= Basang =

Tibetan politician

Basang or Pasang (巴桑 (Bāsāng, Pa-sang); born March 1937) is a retired Tibetan politician of the People's Republic of China. A former slave, she joined the People's Liberation Army and rose to prominence during the Cultural Revolution, when she became vice-chairwoman of the Revolutionary Committee of the Tibet Autonomous Region (TAR). She was a member of the Central Committee of the Chinese Communist Party for 14 years and was the only woman leader in the TAR government from 1979 to 2002.

==Biography==
Basang was born in March 1937 in Gongkar, Lhokha, Tibet. Her parents were slaves, and after her mother died in 1947, Basang worked as a slave for nine years for the landlord of Chika.

In 1956, Basang escaped from slavery and joined the Chinese People's Liberation Army. She was sent to study at the Tibet Public School (now Tibet Minzu University) in Xianyang, Shaanxi Province. She joined the Chinese Communist Party (CCP) in May 1959, and became a cadre in Nêdong County, and later Nang County, both in Tibet. In July 1965, she was promoted to deputy county magistrate of Nang.

Basang rose to national prominence during the Cultural Revolution. In May 1966, her article praising Mao Zedong Thought was published in the People's Daily, the official CCP mouthpiece. In September 1969, when the Revolutionary Committee of the Tibet Autonomous Region (TAR) was established to replace regional government and Party organs, she was elected its vice-chairwoman.

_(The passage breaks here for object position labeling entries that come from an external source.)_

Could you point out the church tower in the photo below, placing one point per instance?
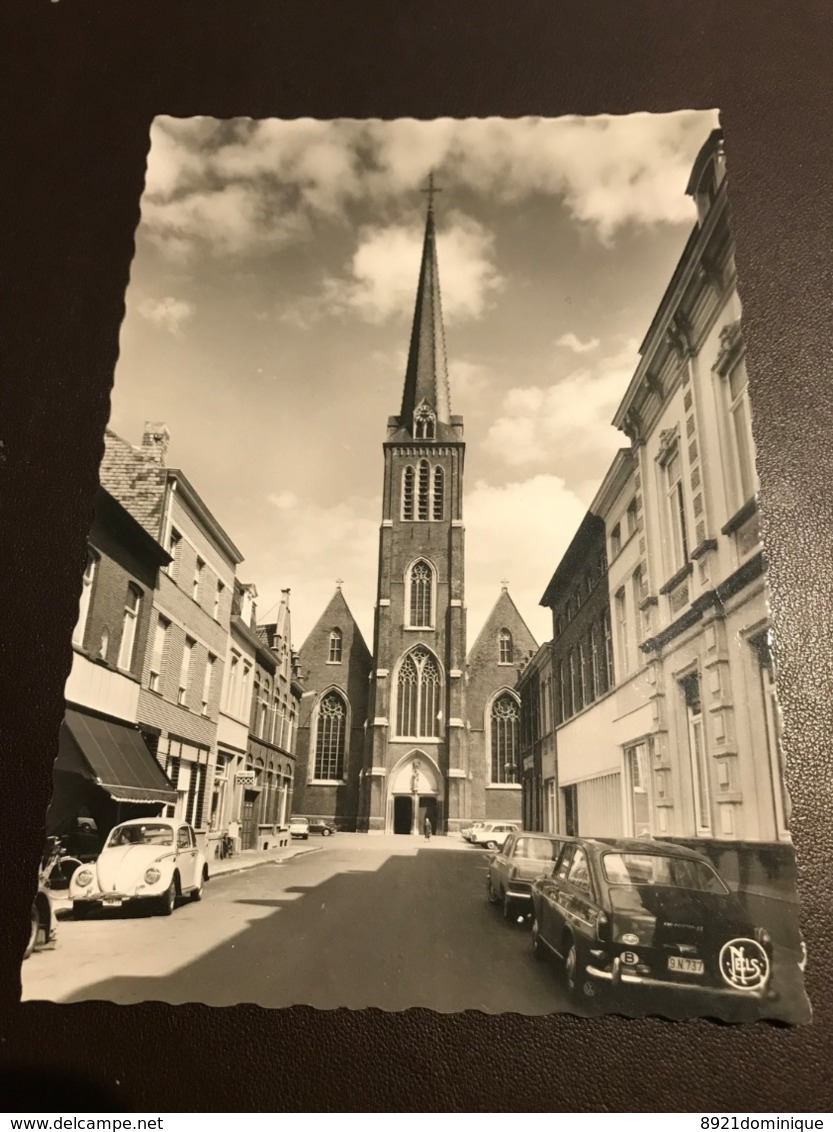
(415, 746)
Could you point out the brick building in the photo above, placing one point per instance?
(414, 729)
(182, 677)
(104, 769)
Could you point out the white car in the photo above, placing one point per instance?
(149, 859)
(492, 834)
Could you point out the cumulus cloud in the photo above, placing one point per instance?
(574, 343)
(168, 314)
(570, 416)
(237, 185)
(517, 531)
(378, 282)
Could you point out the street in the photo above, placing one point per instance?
(386, 922)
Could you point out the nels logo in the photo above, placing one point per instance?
(744, 965)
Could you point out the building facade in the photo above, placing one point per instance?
(104, 770)
(681, 737)
(414, 729)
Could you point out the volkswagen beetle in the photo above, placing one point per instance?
(153, 860)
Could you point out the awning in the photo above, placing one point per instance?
(118, 757)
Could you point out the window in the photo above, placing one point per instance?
(331, 731)
(197, 579)
(615, 541)
(698, 755)
(743, 444)
(630, 517)
(636, 773)
(418, 700)
(174, 549)
(409, 480)
(423, 423)
(505, 718)
(207, 683)
(420, 584)
(608, 649)
(676, 509)
(129, 622)
(621, 631)
(185, 669)
(437, 495)
(334, 657)
(157, 654)
(80, 626)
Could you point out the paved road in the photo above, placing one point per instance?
(360, 922)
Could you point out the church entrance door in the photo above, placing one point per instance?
(403, 814)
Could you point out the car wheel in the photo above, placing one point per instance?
(34, 928)
(538, 949)
(168, 902)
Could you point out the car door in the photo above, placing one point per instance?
(186, 856)
(500, 865)
(550, 914)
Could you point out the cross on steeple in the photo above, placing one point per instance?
(430, 189)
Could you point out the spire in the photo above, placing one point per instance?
(427, 375)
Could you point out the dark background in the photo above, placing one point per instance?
(80, 82)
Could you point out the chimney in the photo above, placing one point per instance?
(155, 439)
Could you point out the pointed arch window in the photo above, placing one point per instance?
(420, 605)
(409, 482)
(437, 494)
(331, 736)
(505, 717)
(424, 423)
(419, 691)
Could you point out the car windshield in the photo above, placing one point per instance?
(140, 835)
(634, 868)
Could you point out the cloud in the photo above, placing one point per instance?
(168, 314)
(241, 185)
(517, 531)
(573, 416)
(574, 343)
(378, 283)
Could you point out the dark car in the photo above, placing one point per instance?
(621, 914)
(524, 856)
(323, 826)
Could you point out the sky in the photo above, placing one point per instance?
(269, 309)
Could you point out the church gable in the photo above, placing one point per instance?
(335, 654)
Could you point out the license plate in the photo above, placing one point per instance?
(685, 966)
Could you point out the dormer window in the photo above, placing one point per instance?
(424, 423)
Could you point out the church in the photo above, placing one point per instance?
(414, 729)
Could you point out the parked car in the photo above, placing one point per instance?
(323, 826)
(153, 860)
(524, 856)
(492, 834)
(647, 915)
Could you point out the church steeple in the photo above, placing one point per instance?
(427, 393)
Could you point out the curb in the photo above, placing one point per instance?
(246, 865)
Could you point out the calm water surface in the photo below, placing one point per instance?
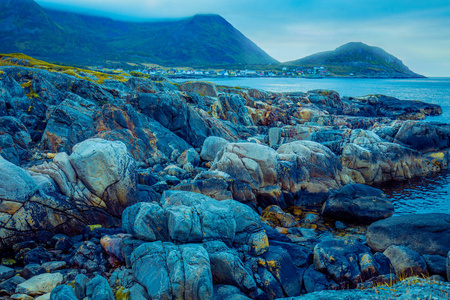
(419, 195)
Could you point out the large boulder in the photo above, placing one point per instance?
(92, 186)
(424, 136)
(344, 261)
(14, 140)
(170, 271)
(405, 261)
(187, 217)
(366, 158)
(423, 233)
(358, 203)
(211, 146)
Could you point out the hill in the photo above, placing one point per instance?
(201, 40)
(358, 59)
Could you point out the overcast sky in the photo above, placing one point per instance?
(415, 31)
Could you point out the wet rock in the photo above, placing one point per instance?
(69, 123)
(275, 215)
(80, 283)
(63, 292)
(89, 256)
(211, 146)
(227, 267)
(98, 288)
(14, 140)
(173, 271)
(40, 284)
(279, 264)
(6, 273)
(424, 136)
(406, 261)
(357, 203)
(436, 264)
(32, 270)
(423, 233)
(201, 88)
(366, 158)
(189, 156)
(9, 286)
(228, 292)
(344, 261)
(314, 281)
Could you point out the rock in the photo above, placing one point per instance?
(345, 261)
(406, 262)
(52, 266)
(424, 136)
(279, 264)
(231, 107)
(14, 140)
(69, 123)
(6, 273)
(80, 283)
(251, 163)
(314, 281)
(193, 218)
(32, 270)
(436, 264)
(366, 158)
(146, 221)
(275, 215)
(40, 284)
(98, 288)
(199, 87)
(228, 292)
(211, 146)
(16, 186)
(89, 256)
(9, 286)
(63, 292)
(189, 156)
(166, 270)
(227, 268)
(357, 203)
(108, 170)
(423, 233)
(448, 265)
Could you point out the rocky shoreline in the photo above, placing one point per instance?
(146, 189)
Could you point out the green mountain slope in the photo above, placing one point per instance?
(358, 59)
(77, 39)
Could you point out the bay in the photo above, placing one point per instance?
(427, 194)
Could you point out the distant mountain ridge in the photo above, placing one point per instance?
(358, 59)
(202, 40)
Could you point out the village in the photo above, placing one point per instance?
(313, 72)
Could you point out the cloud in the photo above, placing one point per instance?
(418, 32)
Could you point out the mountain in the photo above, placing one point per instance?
(202, 40)
(358, 59)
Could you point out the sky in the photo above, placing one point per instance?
(415, 31)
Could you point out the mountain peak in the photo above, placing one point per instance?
(358, 59)
(204, 39)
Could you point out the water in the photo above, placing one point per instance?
(419, 195)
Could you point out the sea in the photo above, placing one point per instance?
(430, 194)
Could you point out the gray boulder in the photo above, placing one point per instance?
(166, 270)
(63, 292)
(357, 203)
(423, 233)
(98, 288)
(406, 261)
(345, 262)
(211, 146)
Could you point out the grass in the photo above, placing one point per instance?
(22, 60)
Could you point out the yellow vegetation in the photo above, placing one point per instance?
(11, 60)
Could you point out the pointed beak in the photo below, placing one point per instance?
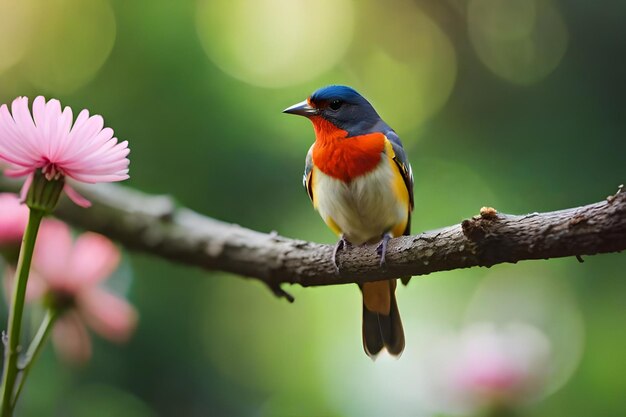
(302, 109)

She was elected Secretary of the new CCP Secretariat of TAR in August 1971, and Chairwoman of the Tibet Women's Federation in July 1973. In August 1973, she became a member of the 10th Central Committee of the Chinese Communist Party. After Deng Xiaoping came to power, most leaders who rose to prominence during the Cultural Revolution lost their positions, but Basang was reelected to the 11th and 12th Central Committees, keeping her seat until 1987.

Starting in 1979, Basang successively served as Deputy Chairwoman of TAR, Deputy Party Chief of TAR, and Deputy Chairwoman of the Chinese People's Political Consultative Conference (CPPCC) of TAR. She was concurrently vice-chairwoman of the All-China Women's Federation from 1998 to 2003. By the time she retired in late 2002, she had served for 24 years as the only woman in the leadership of the Tibet Autonomous Region. She continued to be a member of the National CPPCC until 2013.